Overriding Object’s hashcode() method

 


Plan

The hashCode() method : principles and simple example


Brief definition of the hashCode() method 

The public native int hashCode() method comes from the Object class.
According to its javadoc,it  returns a hash code value for the object. This method is supported for the benefit of hash tables such as those provided by java.util.HashMap.

The hashCode() method intention is clear : being used in collections relying on hash tables : HashMap, HashSet, LinkedHashMap, etc…

Default implementation of the hashCode() method and when override it

According to the javadoc, the hashCode() method of the Object class is defined in this way : as much as is reasonably practical, the hashCode method defined by class Object does return distinct integers for distinct objects. (This is typically implemented by converting the internal address of the object into an integer, but this implementation technique is not required by the JavaTM programming language.).
It means that  two objects have the same hashcode value if these refer to the same reference. 

For example, with the following Address class that doesn’t override hashcode() :

public class Address {
 
    private String city;
    private String country;
 
    public Address(String city, String country) {
	this.city = city;
	this.country = country;
    }
}

This code :

Address address = new Address("my city", "my country");
Address addressReferencingTheSameObject = address;
Address otherAddress = new Address("my city", "my country");
 
System.out.println("is address == addressReferencingTheSameObject ? " + (address == addressReferencingTheSameObject));
System.out.println("isaddress.hashCode() == addressReferencingTheSameObject.hashCode() ? " + (address.hashCode() == addressReferencingTheSameObject.hashCode()));
 
System.out.println("is address == otherAddress ? " + (address == otherAddress));
System.out.println("is address.hashCode(otherAddress) == otherAddress.hashCode() ? " + (address.hashCode() == otherAddress.hashCode()));

produces the following output :

is address == addressReferencingTheSameObject ? true
isaddress.hashCode() == addressReferencingTheSameObject.hashCode() ? true
is address == otherAddress ? false
is address.hashCode(otherAddress) == otherAddress.hashCode() ? false

address and addressReferencingTheSameObject refer to the same object (first output).
So, these have the same hashcode value (second output).
address and otherAddress refer to two distinct objects (third output).
So, these have not the same hashcode value (four output).

When we override equals() in a class, we have to also override hashCode().
It makes part of the contract that we will present in the next point

The general contract to respect when we override the hashCode() method

Here is the part of the javadoc that exposes the general contract:

  • Whenever it is invoked on the same object more than once during an execution of a Java application, the hashCode method must consistently return the same integer, provided no information used in equals comparisons on the object is modified.
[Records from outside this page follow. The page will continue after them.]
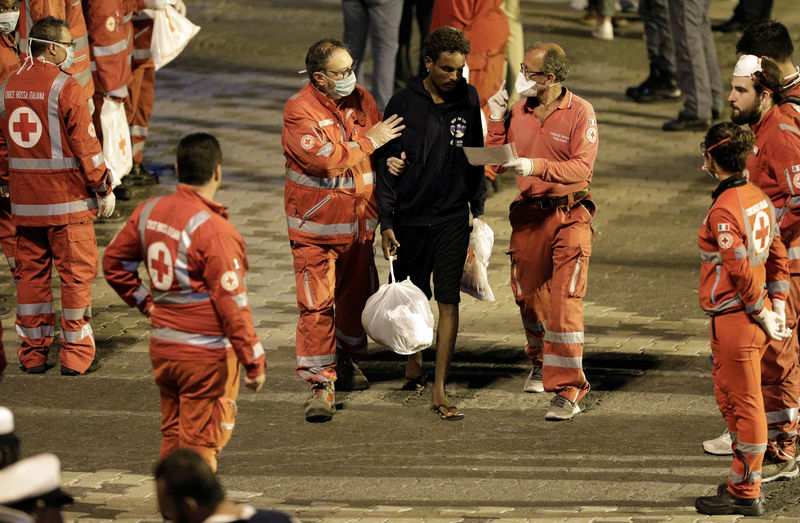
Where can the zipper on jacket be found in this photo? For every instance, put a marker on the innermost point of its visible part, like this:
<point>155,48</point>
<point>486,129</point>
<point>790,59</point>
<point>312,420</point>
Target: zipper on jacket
<point>309,213</point>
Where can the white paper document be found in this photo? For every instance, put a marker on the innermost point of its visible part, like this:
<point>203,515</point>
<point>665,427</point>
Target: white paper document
<point>497,155</point>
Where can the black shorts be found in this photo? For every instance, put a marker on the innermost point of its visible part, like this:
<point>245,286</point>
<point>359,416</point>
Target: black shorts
<point>440,250</point>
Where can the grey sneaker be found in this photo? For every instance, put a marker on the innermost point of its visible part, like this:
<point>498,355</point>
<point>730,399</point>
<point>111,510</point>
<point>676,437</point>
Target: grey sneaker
<point>534,383</point>
<point>348,374</point>
<point>322,405</point>
<point>775,470</point>
<point>561,409</point>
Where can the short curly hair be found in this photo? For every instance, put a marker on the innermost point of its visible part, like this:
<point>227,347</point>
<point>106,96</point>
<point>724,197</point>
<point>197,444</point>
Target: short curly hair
<point>732,155</point>
<point>445,40</point>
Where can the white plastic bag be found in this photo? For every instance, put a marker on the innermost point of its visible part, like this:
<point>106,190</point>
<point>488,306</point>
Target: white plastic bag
<point>399,316</point>
<point>171,32</point>
<point>474,279</point>
<point>116,139</point>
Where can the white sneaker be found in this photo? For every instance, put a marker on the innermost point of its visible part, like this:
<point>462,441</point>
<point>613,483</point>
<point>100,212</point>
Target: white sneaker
<point>604,31</point>
<point>534,383</point>
<point>720,446</point>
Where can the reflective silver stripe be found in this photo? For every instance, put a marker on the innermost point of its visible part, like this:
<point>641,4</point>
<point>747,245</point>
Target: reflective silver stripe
<point>130,265</point>
<point>775,287</point>
<point>778,416</point>
<point>190,338</point>
<point>563,337</point>
<point>350,339</point>
<point>33,333</point>
<point>76,314</point>
<point>53,209</point>
<point>316,361</point>
<point>29,309</point>
<point>42,164</point>
<point>241,299</point>
<point>710,257</point>
<point>181,264</point>
<point>76,336</point>
<point>179,297</point>
<point>551,360</point>
<point>108,50</point>
<point>321,229</point>
<point>53,118</point>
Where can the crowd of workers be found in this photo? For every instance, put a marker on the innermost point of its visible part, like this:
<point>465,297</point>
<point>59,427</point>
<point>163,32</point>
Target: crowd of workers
<point>351,169</point>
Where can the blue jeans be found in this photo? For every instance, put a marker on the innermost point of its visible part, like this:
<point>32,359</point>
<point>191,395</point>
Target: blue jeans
<point>381,20</point>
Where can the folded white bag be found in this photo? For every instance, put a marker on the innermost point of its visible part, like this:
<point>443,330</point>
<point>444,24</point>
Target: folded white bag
<point>399,316</point>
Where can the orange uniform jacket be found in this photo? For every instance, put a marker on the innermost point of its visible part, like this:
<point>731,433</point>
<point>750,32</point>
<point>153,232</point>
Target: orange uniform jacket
<point>197,298</point>
<point>563,147</point>
<point>55,163</point>
<point>31,11</point>
<point>330,185</point>
<point>741,251</point>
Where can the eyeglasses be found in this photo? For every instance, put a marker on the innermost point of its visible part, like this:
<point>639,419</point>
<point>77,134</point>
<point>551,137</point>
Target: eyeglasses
<point>340,75</point>
<point>529,74</point>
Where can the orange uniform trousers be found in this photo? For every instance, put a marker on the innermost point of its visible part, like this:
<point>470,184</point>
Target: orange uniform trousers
<point>73,249</point>
<point>198,404</point>
<point>550,251</point>
<point>333,284</point>
<point>738,344</point>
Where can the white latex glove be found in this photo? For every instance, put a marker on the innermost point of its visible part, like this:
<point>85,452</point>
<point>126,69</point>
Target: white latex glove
<point>771,324</point>
<point>498,103</point>
<point>106,204</point>
<point>520,166</point>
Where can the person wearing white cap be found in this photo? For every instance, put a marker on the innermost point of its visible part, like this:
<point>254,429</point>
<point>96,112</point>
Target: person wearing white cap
<point>774,167</point>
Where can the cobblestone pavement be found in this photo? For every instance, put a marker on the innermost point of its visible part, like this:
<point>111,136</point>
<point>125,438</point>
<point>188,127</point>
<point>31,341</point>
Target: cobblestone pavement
<point>633,455</point>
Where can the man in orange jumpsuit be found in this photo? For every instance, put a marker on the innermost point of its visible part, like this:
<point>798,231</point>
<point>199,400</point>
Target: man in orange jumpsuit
<point>72,13</point>
<point>742,255</point>
<point>330,129</point>
<point>58,181</point>
<point>774,167</point>
<point>197,301</point>
<point>555,133</point>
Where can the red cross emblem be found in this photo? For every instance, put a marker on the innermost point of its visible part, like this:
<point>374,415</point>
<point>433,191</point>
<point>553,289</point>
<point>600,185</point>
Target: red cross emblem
<point>159,266</point>
<point>25,127</point>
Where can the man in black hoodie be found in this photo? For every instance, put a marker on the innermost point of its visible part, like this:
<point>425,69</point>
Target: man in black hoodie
<point>427,189</point>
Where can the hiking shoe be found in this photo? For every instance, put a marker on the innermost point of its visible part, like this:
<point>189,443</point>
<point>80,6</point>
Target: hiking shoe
<point>561,409</point>
<point>720,446</point>
<point>348,374</point>
<point>727,503</point>
<point>776,470</point>
<point>322,406</point>
<point>93,366</point>
<point>534,383</point>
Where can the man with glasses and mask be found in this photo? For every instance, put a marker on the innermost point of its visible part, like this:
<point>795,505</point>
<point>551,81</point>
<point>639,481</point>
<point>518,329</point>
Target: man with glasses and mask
<point>555,133</point>
<point>58,181</point>
<point>330,129</point>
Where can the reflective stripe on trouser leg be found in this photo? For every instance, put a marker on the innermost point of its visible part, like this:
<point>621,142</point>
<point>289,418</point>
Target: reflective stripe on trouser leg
<point>315,267</point>
<point>356,280</point>
<point>35,323</point>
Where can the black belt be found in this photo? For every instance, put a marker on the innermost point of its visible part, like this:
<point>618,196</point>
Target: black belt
<point>568,200</point>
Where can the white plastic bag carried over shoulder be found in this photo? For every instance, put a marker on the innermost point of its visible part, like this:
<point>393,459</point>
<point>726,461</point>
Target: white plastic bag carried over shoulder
<point>116,139</point>
<point>474,279</point>
<point>399,316</point>
<point>171,32</point>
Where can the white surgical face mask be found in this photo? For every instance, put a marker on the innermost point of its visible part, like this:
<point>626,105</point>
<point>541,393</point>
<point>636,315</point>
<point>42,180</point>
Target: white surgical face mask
<point>524,86</point>
<point>8,21</point>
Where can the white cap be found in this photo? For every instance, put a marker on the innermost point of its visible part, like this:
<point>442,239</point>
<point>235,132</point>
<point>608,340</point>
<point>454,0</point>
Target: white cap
<point>6,421</point>
<point>747,65</point>
<point>30,478</point>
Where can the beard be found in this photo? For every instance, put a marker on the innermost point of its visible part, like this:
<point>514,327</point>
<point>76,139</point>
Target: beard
<point>747,116</point>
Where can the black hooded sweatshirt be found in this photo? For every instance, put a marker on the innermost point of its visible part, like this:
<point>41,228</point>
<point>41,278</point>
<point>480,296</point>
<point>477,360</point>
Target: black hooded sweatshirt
<point>438,184</point>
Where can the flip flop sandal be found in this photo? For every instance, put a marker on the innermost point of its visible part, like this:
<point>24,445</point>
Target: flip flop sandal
<point>415,384</point>
<point>457,416</point>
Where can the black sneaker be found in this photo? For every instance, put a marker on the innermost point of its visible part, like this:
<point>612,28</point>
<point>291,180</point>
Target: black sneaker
<point>727,503</point>
<point>66,371</point>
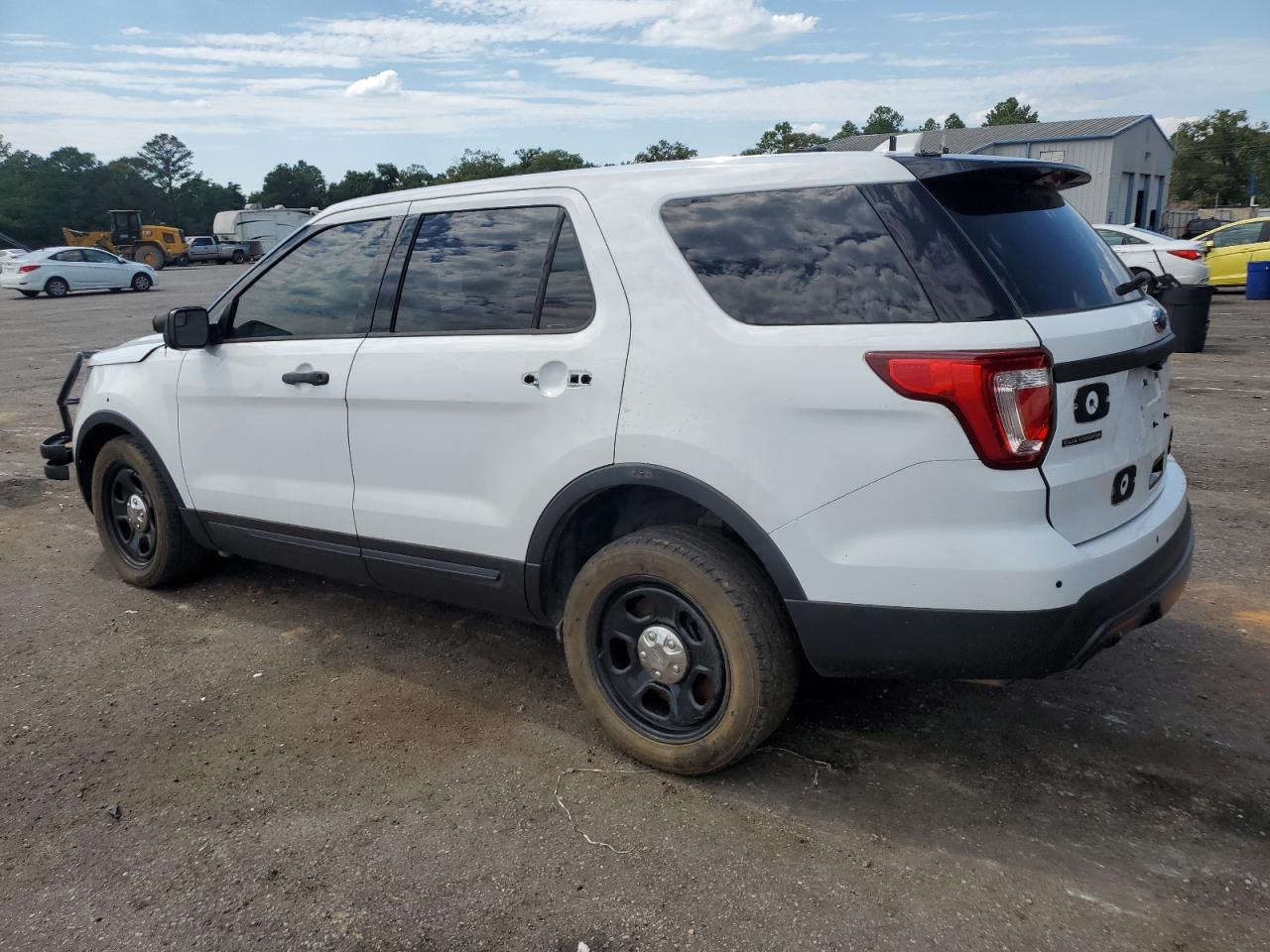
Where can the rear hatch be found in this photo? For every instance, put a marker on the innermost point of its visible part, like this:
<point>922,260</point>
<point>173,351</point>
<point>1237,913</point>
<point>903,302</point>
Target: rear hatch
<point>1111,428</point>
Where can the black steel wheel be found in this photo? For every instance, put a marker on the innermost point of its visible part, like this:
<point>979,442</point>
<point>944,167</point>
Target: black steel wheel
<point>659,660</point>
<point>132,524</point>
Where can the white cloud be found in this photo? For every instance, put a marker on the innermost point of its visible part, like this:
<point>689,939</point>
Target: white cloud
<point>817,58</point>
<point>627,72</point>
<point>381,84</point>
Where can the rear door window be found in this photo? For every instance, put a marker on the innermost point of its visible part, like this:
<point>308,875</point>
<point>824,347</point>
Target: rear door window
<point>1046,255</point>
<point>792,257</point>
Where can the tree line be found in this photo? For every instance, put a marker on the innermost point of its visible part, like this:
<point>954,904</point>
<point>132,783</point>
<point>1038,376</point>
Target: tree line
<point>1214,159</point>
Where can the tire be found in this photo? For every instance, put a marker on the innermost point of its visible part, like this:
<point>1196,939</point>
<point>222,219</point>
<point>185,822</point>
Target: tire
<point>739,653</point>
<point>164,552</point>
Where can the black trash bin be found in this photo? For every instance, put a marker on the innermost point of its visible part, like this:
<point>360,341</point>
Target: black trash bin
<point>1188,312</point>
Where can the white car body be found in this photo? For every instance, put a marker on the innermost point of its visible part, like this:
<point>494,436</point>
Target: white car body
<point>452,463</point>
<point>1144,250</point>
<point>80,268</point>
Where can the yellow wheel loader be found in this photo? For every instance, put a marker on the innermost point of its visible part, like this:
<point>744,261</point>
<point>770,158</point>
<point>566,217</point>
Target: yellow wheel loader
<point>157,245</point>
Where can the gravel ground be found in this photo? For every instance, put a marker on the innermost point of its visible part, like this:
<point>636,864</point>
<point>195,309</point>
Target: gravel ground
<point>299,765</point>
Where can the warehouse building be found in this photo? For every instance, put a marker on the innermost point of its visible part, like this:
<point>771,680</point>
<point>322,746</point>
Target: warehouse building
<point>1128,157</point>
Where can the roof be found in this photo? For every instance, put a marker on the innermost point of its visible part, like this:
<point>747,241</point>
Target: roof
<point>969,141</point>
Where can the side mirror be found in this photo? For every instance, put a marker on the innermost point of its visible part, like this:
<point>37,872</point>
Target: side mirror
<point>185,327</point>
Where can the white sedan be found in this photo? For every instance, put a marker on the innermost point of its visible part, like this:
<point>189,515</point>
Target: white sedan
<point>1157,254</point>
<point>59,271</point>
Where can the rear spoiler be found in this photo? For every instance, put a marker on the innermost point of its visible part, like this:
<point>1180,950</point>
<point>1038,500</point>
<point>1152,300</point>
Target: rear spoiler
<point>1024,172</point>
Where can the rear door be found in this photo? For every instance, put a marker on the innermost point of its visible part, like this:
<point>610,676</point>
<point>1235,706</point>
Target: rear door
<point>1106,461</point>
This integer need not remain consistent from one execution of an application to another execution of the same application.
  • If two objects are equal according to the equals(Object) method, then calling the hashCode method on each of the two objects must produce the same integer result.
  • It is not required that if two objects are unequal according to the java.lang.Object.equals(java.lang.Object) method, then calling the hashCode method on each of the two objects must produce distinct integer results. However, the programmer should be aware that producing distinct integer results for unequal objects may improve the performance of hash tables.

The first point is the consistency requirement.
Violating this principle means generally that the implementation relies not only on the state of the object to evaluate its hashcode. It very probably relies on external derived information which the value may change through the time even if information used in hashCode()  has not changed.
In addition to be more expensive in processing time, it’s also very tricky.

The second and the third points state the relationship between equals() and hashCode()

The rule to respect is simple : if two objects are equals in terms of equals() method, the values returned by  hashCode()  have to be the same.
The default implementation of these two methods in the Object class respects this rule as equals() will return true if the two tested objects refer to the same reference and hashCode() will return the same value for two objects that refer to the same reference.

The third point says that the reverse is no part of the contract :  two objects that have the same value returned by hashCode() may not be equals in terms of equals() method. Now, to get better performance with collections based on hash code, it is strongly advised that the hashCode() method produces as much as possible distinct values for unequal objects.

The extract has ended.